A look a the timeline of our coverage of the Baltimore Police racketeering case from the first day U.S. Attorney Rod Rosenstein announced the charges until the trial. (Kevin Richardson / Baltimore Sun video)
In the steady stream of reports that come out of the Baltimore Police Department, I see just in the last few days that 24-year-old Anthony Alston was arrested in connection with a January homicide; that 26-year-old Derrick Rawlings and 20-year-old William Blanding were arrested during a traffic stop, allegedly with a 9 mm handgun that had a partially obliterated serial number; and that 38-year-old Kirby Payne was arrested for his alleged involvement in armed robberies of two downtown stores.
And there are many others, too many to list. The work goes on, every day.
The reports arrive with mug shots and photographs of confiscated guns, drugs and cash. I react with the mixed feelings of a lot of longtime Baltimoreans — profound appreciation for the efforts of district officers and detectives to stop the ruinous violence that’s killing the city, and profound frustration with the incessant demand for drugs at the root of so much crime.
Young, able-bodied men keep turning to the streets for a livelihood — until it puts them in prison or graveyard. The generational break in that cycle never seems to come.

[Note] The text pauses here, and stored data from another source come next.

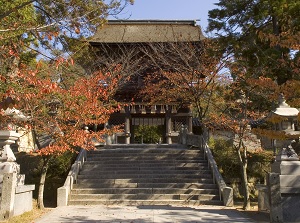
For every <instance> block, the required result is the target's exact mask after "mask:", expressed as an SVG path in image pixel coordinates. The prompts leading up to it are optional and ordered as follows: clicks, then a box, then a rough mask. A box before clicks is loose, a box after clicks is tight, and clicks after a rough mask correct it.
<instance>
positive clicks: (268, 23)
mask: <svg viewBox="0 0 300 223" xmlns="http://www.w3.org/2000/svg"><path fill="white" fill-rule="evenodd" d="M216 6H217V8H216V9H213V10H211V11H209V26H208V30H207V31H209V32H216V37H217V38H218V41H219V42H220V43H222V48H221V50H222V51H223V52H224V53H226V54H230V55H232V61H231V64H230V65H231V66H233V67H238V68H239V69H246V70H247V71H246V72H247V77H256V78H257V77H260V76H264V77H270V78H272V79H273V80H276V81H277V82H278V84H279V85H281V84H284V83H286V82H287V81H288V80H291V79H298V80H299V42H300V39H299V36H300V35H299V32H300V30H299V27H300V16H299V15H300V13H299V12H300V3H299V1H296V0H281V1H268V0H266V1H264V0H257V1H248V0H242V1H240V0H233V1H226V0H220V1H219V3H216ZM232 74H233V75H235V70H234V69H232Z"/></svg>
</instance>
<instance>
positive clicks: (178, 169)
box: [80, 165, 208, 173]
mask: <svg viewBox="0 0 300 223" xmlns="http://www.w3.org/2000/svg"><path fill="white" fill-rule="evenodd" d="M120 168H121V169H123V171H129V172H131V171H134V172H137V171H148V172H151V171H157V172H158V171H199V170H207V169H208V168H207V165H205V166H204V165H203V166H198V167H180V166H179V167H177V166H164V167H163V168H161V167H157V166H148V167H145V166H117V165H116V166H109V167H105V166H104V167H100V166H99V167H87V166H84V168H83V169H82V170H81V171H80V173H85V172H89V171H99V172H107V173H109V172H111V171H115V172H116V171H120Z"/></svg>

A group of Baltimore residents gathered at a news conference Friday and said authorities enabled the Gun Trace Task Force officers by failing to stop them. The event was organized by defense attorney Ivan Bates
As for the police, Baltimoreans make an assumption — that the majority of them carry out their duties with quiet bravery and professional pride, with integrity both legal and personal, and for the sake of public safety. That’s the first instinct, anyway.
Unless you’ve had a personal encounter ranging from brutal to boorish that convinced you otherwise, you probably regard most police officers in that ideal — physically and mentally tough, dutiful, well-trained, savvy and dedicated to serving a greater good. Most of their arrests hold up.
But the sad story in Baltimore for the last few years, and peaking now with the Gun Trace Task Force trial, runs counter to that ideal. And to deny the grim reality of a corrupted culture — to trivialize the GTTF case as “a very few bad apples” — is to miss an opportunity for this beleaguered city to ever recover and grow.
I go back to Fred Bealefeld, who served as police commissioner from 2007 until 2012. I remember the look on his face as he described taking badges from 17 police officers who had been charged with accepting kickbacks for steering drivers from motor vehicle accidents to the Majestic towing service in Rosedale. It was somewhere between shame and disgust.
Ultimately, dozens of officers were implicated; some of them had falsified reports and added damage to cars to boost the amounts that could be claimed from insurance companies. The scope of the scheme, in both its duration and in the numbers of officers who took cash, was stunning. It seemed to shock even Bealefeld.
As in the Gun Trace Task Force case, it took federal investigators — the FBI, the U.S. attorney’s office — to expose the corruption. In the towing case, it was a whistleblower from outside the Police Department who got the investigation started.
The case against the gun unit, Sgt. Wayne Jenkins’ peripatetic band of pirates, started when local and federal authorities traced the source of drugs from a fatal overdose in Harford County to one of Jenkins’ officers.
I admit that the crimes the GTTF officers are accused of are more brazen, more sinister and, in the midst of Baltimore’s long surge of violence, more Gotterdammerung-ish than I imagined. They go far beyond the Majestic towing case or anything we’ve seen brought to court before.
But the testimony about Jenkins and his collaborators should be shocking only to people who have not been paying attention, or who have been in denial about bad-cop culture as they drive around with their Blue Lives Matter bumper stickers. Jenkins and his men were predators, posing as guardians of the city as they fed off its troubles, and one of their many rewards must have been the willingness of some supervisors and colleagues to look the other way.
This is why the staggering costs of the GTTF will include more shattered trust — citizens who previously had full faith in police wondering, as they never wanted to before, if the typical officer is telling the truth.
Baltimore was already said to have a bad case of jury nullification — the refusal of citizens to convict even when the evidence is strong. That was ascribed along racial lines to people who supposedly did not believe cops or were too willing to abide crime, particularly drug dealing. Unfair as it might be to all the good cops, the GTTF case will make even more Baltimoreans suspicious.
That’s a horrible thing to contemplate, because we were just starting to recover from the Freddie Gray spring, and because integrity in the front line of law enforcement is fundamental to criminal justice, to civil society and a functional city. This is existential stuff, which is why it’s unsettling to be here — in my experience, rock bottom in Baltimore.